When biography becomes literary grave robbing
April 10, 2017 9.36am GMT
By Alex Burke
Daniel James’s planned book about the reclusive artist Ezra Maas raises serious questions about the ethics of cultural ownership and the limits of biography.
Ezra Maas’s death has yet to be officially announced by his estate, but already the vultures are circling to pick the meat from his bones. Yes, he was a public figure, but does that give journalists a right to publish his private letters and diaries as well as the half-remembered recollections from friends and enemies, collaborators and lovers? The dead cannot defend themselves and, while families left behind can write letters to their lawyers or publish statements expressing their disgust, by that point the damage is already done.
If he goes ahead, with his unauthorised book, James will become the latest in a long line of journalists and biographers who succeed only in unmasking their own nature by shamelessly digging through the private lives of deceased celebrities. He will face the fate suffered by biographers such as Jonathan Bate, and journalists like Claudio Gatti. Writing for The New Yorker essayist and journalist Janet Malcom left no one in doubt about her opinion of Bate in her scathing review of his book, Ted Hughes: The Unauthorised Life. Bate, an Oxford Professor and Shakespeare scholar, had the approval of Hughes’s widow Carol withdrawn when she realised his book was going to reveal details of his personal life from letters and correspondence.
Similarly, journalist Claudio Gatti received widespread criticism for exposing the real identity of Italian novelist Elena Ferrante. The journalist spent months combing through financial accounts and property records to unmask the author. He had no right to do this. Ferrante chose to write under a pseudonym for a reason and this should have been respected.
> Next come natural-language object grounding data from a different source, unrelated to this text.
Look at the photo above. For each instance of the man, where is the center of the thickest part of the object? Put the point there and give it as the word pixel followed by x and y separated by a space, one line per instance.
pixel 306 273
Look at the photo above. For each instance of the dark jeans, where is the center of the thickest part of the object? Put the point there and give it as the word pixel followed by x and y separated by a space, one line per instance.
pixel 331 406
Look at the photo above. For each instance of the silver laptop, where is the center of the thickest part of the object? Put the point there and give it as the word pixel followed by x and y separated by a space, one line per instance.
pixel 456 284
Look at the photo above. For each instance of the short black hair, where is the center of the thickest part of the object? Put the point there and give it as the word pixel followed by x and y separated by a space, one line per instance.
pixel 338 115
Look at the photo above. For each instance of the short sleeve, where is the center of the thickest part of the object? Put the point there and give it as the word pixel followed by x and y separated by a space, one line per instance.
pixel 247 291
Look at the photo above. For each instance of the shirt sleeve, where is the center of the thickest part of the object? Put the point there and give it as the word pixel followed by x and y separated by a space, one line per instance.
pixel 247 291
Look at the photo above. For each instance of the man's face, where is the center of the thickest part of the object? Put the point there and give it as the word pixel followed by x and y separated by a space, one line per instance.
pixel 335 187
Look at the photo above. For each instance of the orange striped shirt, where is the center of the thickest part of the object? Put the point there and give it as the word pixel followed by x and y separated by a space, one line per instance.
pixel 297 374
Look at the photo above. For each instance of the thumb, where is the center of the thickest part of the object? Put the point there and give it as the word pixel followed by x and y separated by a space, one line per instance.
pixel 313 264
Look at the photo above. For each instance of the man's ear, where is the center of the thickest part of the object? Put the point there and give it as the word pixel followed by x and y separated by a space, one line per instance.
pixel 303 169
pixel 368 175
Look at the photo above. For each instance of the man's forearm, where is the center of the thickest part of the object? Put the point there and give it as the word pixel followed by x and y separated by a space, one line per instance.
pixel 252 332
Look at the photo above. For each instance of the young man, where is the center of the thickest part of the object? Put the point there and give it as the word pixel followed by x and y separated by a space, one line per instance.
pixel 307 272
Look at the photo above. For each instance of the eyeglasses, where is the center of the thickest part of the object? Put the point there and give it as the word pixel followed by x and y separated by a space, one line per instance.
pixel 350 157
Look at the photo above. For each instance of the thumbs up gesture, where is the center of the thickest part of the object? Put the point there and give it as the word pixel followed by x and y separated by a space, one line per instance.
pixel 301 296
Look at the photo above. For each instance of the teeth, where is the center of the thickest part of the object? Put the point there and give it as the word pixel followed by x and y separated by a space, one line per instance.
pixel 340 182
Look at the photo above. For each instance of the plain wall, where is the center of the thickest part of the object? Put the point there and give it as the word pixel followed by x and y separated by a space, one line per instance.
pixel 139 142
Powerful custodianship of Ezra Maas’s estate by his wife Helena and their representatives, The Maas Foundation, has so far prevented journalists from violating the artist’s desire for his work to speak for him. He was intensely private in life and his wishes should be respected whether he is alive or dead. James has said that he simply wants to discover the truth about the artist, but if the writer follows in the footsteps of those biographers who have crossed the line before him, then I fear his legacy, like theirs, will always be that of a grave robber.